Opinion: Early morning SRT helps students thrive


Bree Soule, Writer

While walking through the school hallway in the morning, you may see numerous tired faces as students begin to file in. Students drag their feet to first hour wishing it was the end of the day already. Having SRT in the morning benefits students, helping them to get a kickstart to their day before putting all their energy into classwork.

SRT is a time for students to get their homework done, make up tests or quizzes, and talk to teachers. Having the opportunity to speak with a teacher before seeing them in class helps students fix unresolved issues or helps them to understand what they’re doing before jumping into the next class. Making up a test or quiz beforehand is also helpful so students don’t get flooded with new information that isn’t on the test. 

On average, 72.7 percent of high school students do not get the recommended 8-10 hours of sleep every night, according to the national YRBS. Therefore, they come to school tired and require time to wake up. Morning SRT gives students a chance to wake up and mentally prepare themselves for the workload ahead. 

Occasionally a student may forget they have homework or will forget their homework at school. This results in them rushing to get their work done in other classes which creates an ongoing cycle of the student not paying attention in the class they’re currently in. Morning SRT can help prevent this by giving students a chance to finish their assignment before their class starts.

Morning SRT doesn’t only benefit students.
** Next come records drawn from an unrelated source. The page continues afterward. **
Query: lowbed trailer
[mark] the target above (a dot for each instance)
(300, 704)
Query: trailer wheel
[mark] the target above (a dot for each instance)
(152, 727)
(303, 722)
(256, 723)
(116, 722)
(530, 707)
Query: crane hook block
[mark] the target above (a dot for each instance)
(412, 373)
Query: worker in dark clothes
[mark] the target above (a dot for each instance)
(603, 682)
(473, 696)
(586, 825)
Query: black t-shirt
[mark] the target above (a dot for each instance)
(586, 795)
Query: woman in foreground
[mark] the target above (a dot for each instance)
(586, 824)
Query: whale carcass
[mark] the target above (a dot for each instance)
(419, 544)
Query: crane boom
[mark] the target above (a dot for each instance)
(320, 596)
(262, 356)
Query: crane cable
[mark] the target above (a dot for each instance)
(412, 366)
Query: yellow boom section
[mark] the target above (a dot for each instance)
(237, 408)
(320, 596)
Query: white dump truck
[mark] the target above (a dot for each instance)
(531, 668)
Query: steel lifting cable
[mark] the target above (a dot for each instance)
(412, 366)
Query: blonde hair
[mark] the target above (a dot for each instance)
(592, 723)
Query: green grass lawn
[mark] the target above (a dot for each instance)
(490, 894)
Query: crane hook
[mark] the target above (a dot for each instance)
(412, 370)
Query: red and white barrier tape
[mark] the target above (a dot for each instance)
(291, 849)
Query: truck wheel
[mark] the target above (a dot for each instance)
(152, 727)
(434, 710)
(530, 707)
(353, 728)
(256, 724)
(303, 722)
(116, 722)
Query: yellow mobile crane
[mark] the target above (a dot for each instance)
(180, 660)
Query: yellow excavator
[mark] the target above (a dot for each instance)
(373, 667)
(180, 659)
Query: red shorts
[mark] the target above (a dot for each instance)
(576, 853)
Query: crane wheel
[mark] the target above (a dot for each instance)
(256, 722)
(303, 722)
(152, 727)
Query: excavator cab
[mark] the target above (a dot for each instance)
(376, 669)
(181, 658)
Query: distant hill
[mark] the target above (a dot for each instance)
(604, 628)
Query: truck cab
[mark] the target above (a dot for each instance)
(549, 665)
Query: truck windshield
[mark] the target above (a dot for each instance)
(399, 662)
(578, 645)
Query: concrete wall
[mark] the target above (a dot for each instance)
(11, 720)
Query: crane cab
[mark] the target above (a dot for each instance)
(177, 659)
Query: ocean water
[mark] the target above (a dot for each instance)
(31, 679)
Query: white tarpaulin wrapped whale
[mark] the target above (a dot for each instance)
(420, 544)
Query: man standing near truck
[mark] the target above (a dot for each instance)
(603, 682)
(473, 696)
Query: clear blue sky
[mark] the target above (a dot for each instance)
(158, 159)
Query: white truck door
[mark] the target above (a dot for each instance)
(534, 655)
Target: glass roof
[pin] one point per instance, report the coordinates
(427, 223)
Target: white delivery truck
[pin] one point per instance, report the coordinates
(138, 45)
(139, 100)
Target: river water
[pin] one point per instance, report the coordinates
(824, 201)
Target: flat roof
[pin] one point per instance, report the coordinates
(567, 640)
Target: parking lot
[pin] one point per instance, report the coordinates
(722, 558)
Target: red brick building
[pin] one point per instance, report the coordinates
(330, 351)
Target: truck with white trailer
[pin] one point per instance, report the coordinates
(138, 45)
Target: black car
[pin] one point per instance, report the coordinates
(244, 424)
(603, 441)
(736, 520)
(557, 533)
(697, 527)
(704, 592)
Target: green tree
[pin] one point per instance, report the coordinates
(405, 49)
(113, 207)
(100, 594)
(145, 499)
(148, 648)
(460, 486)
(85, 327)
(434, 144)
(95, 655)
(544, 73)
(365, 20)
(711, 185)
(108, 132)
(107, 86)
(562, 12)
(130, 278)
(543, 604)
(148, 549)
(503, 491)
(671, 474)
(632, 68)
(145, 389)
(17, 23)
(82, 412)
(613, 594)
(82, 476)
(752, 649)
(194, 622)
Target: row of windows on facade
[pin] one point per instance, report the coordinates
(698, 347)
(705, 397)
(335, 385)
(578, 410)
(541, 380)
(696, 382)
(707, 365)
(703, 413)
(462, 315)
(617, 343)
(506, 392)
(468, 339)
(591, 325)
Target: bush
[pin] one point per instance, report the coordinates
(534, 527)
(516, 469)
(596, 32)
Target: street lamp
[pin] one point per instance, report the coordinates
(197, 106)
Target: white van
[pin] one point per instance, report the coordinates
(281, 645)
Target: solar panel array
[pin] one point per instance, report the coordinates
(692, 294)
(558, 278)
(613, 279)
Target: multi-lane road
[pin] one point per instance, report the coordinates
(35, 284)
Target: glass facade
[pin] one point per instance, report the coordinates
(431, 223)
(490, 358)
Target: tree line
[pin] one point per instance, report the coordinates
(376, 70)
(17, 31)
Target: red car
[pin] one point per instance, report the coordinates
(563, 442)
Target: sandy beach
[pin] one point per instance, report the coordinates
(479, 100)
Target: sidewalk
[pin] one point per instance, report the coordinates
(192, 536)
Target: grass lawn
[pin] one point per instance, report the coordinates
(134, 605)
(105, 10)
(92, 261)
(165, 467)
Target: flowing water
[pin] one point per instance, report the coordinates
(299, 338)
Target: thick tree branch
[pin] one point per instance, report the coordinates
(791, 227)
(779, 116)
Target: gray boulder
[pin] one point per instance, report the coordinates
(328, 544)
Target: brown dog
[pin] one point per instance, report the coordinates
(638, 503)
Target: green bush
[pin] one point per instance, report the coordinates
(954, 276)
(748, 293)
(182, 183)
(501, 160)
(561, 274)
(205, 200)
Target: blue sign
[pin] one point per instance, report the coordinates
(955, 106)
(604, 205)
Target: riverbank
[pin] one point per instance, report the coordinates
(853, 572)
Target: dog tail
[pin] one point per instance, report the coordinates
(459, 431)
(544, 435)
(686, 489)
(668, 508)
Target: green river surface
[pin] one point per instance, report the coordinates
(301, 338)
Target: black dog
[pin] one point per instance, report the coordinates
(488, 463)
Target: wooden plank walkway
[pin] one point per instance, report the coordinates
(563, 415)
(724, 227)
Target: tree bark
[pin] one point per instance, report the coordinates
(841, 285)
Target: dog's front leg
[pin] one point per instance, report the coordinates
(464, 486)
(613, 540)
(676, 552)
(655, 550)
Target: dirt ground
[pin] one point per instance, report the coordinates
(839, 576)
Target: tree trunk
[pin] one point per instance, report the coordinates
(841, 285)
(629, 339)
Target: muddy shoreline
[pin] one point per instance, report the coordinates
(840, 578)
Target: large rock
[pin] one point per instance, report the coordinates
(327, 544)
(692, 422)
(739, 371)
Teachers get an extra amount of time in the morning to plan for the day, make any last changes to their lesson plans, or to take care of any sudden problems that have occurred. This could provide for a better organized day, maximizing the amount of class time teachers can educate their students. 

Afternoon SRT is not as productive and beneficial for students and teachers as morning SRT. With morning SRT, students can ease into their day, work on homework that’s due, and talk to teachers before they go to their class.